Van de achterban sprak ruim 87 procent zaterdag op de ledenraad in Utrecht het vertrouwen in Asscher uit. De demissionair vicepremier is pas drie maanden PvdA-leider.
Voorzitter Hans Spekman, die een motie van wantrouwen niet afwachtte en vrijdagavond zijn aftreden aankondigde, kreeg van de leden een staande ovatie. Maar voor zijn voornemen nog tot oktober te blijven om puin te ruimen kreeg hij pas na ingrijpen van Asscher de handen op elkaar.
Een aantal leden drong aan op het onmiddellijk opstappen van Spekman. Hij zou niet „over zijn graf heen moeten regeren”. Bovendien dringt volgens sommige PvdA’ers de tijd, met de gemeenteraadsverkiezingen van volgend jaar in het verschiet. Een nieuwe voorzitter zou de tijd moeten krijgen de partij voor die tijd te vernieuwen.
De PvdA-achterban wees prille formatie-avances van onder meer VVD-kopstuk Halbe Zijlstra af. Maar de uitspraak van de leden dat de PvdA niet moet meeregeren betekent niet dat dat helemaal uitgesloten is, houdt de partijtop staande. Er kunnen immers altijd coalitiepartners aankloppen met een aanbod dat de partij niet kan afslaan. Maar Asscher verzekerde dat hij het niet ziet zitten.

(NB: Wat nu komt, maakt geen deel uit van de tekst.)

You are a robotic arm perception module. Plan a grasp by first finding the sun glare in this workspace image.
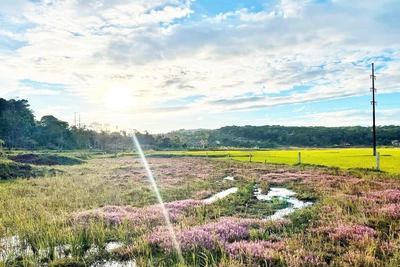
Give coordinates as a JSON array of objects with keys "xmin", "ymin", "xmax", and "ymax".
[{"xmin": 103, "ymin": 84, "xmax": 136, "ymax": 110}]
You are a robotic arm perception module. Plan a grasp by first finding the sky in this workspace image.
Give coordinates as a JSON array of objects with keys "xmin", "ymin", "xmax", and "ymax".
[{"xmin": 0, "ymin": 0, "xmax": 400, "ymax": 133}]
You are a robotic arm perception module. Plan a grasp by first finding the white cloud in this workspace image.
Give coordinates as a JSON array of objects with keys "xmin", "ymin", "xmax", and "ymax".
[{"xmin": 0, "ymin": 0, "xmax": 400, "ymax": 131}]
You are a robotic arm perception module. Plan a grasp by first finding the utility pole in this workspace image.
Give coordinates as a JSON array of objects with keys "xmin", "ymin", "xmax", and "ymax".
[{"xmin": 371, "ymin": 63, "xmax": 376, "ymax": 156}]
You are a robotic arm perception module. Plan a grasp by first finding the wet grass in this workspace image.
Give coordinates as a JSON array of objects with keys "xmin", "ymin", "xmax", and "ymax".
[
  {"xmin": 148, "ymin": 148, "xmax": 400, "ymax": 174},
  {"xmin": 0, "ymin": 155, "xmax": 400, "ymax": 267}
]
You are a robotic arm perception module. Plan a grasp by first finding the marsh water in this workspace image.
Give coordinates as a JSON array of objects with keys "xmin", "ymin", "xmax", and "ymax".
[{"xmin": 0, "ymin": 181, "xmax": 313, "ymax": 267}]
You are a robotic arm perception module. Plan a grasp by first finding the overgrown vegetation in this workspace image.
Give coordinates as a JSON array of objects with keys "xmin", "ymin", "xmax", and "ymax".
[
  {"xmin": 0, "ymin": 160, "xmax": 50, "ymax": 180},
  {"xmin": 8, "ymin": 153, "xmax": 84, "ymax": 165}
]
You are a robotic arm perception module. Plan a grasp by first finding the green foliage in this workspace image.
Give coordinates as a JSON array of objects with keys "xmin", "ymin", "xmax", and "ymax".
[{"xmin": 8, "ymin": 154, "xmax": 85, "ymax": 165}]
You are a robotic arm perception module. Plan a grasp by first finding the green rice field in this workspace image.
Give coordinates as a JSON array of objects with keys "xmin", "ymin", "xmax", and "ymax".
[{"xmin": 152, "ymin": 148, "xmax": 400, "ymax": 174}]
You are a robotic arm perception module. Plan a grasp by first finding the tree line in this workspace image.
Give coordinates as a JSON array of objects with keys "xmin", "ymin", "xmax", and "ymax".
[
  {"xmin": 0, "ymin": 98, "xmax": 181, "ymax": 152},
  {"xmin": 0, "ymin": 98, "xmax": 400, "ymax": 152}
]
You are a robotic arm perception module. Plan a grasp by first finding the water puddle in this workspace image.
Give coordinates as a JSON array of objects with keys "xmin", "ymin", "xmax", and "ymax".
[
  {"xmin": 254, "ymin": 187, "xmax": 313, "ymax": 221},
  {"xmin": 203, "ymin": 187, "xmax": 238, "ymax": 204}
]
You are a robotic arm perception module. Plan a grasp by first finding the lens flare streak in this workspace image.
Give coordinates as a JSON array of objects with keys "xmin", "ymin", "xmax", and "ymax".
[{"xmin": 133, "ymin": 134, "xmax": 184, "ymax": 264}]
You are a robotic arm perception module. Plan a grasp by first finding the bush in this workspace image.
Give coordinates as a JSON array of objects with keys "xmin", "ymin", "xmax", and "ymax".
[{"xmin": 8, "ymin": 154, "xmax": 84, "ymax": 165}]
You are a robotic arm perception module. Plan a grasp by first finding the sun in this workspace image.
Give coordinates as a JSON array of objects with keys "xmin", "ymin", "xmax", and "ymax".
[{"xmin": 103, "ymin": 83, "xmax": 137, "ymax": 110}]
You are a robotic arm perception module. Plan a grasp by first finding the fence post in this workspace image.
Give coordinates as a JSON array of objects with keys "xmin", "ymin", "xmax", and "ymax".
[{"xmin": 376, "ymin": 152, "xmax": 381, "ymax": 171}]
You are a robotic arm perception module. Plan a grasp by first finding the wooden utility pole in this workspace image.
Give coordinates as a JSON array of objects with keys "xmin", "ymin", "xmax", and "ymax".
[{"xmin": 371, "ymin": 63, "xmax": 376, "ymax": 156}]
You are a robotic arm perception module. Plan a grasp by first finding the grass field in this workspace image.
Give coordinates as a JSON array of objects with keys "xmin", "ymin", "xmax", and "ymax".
[
  {"xmin": 151, "ymin": 148, "xmax": 400, "ymax": 174},
  {"xmin": 0, "ymin": 150, "xmax": 400, "ymax": 267}
]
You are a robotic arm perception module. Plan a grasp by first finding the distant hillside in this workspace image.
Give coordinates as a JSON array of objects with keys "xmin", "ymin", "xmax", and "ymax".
[{"xmin": 165, "ymin": 126, "xmax": 400, "ymax": 148}]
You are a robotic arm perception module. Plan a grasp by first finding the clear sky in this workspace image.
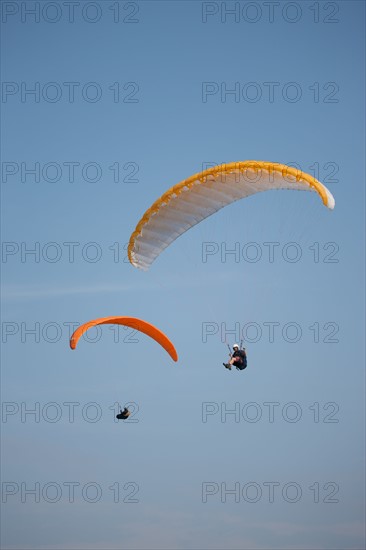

Sommige pleitbezorgers van een definitief nee vreesden al dat de partijleiding de deur toch op een kier zou laten. Als zij toch overstag gaat, zou ze zich wel „enorm in de vingers snijden”, waarschuwt een van hen.
De leden riepen verder PvdA-prominenten als Felix Rottenberg op de partij voortaan niet meer openlijk af te vallen.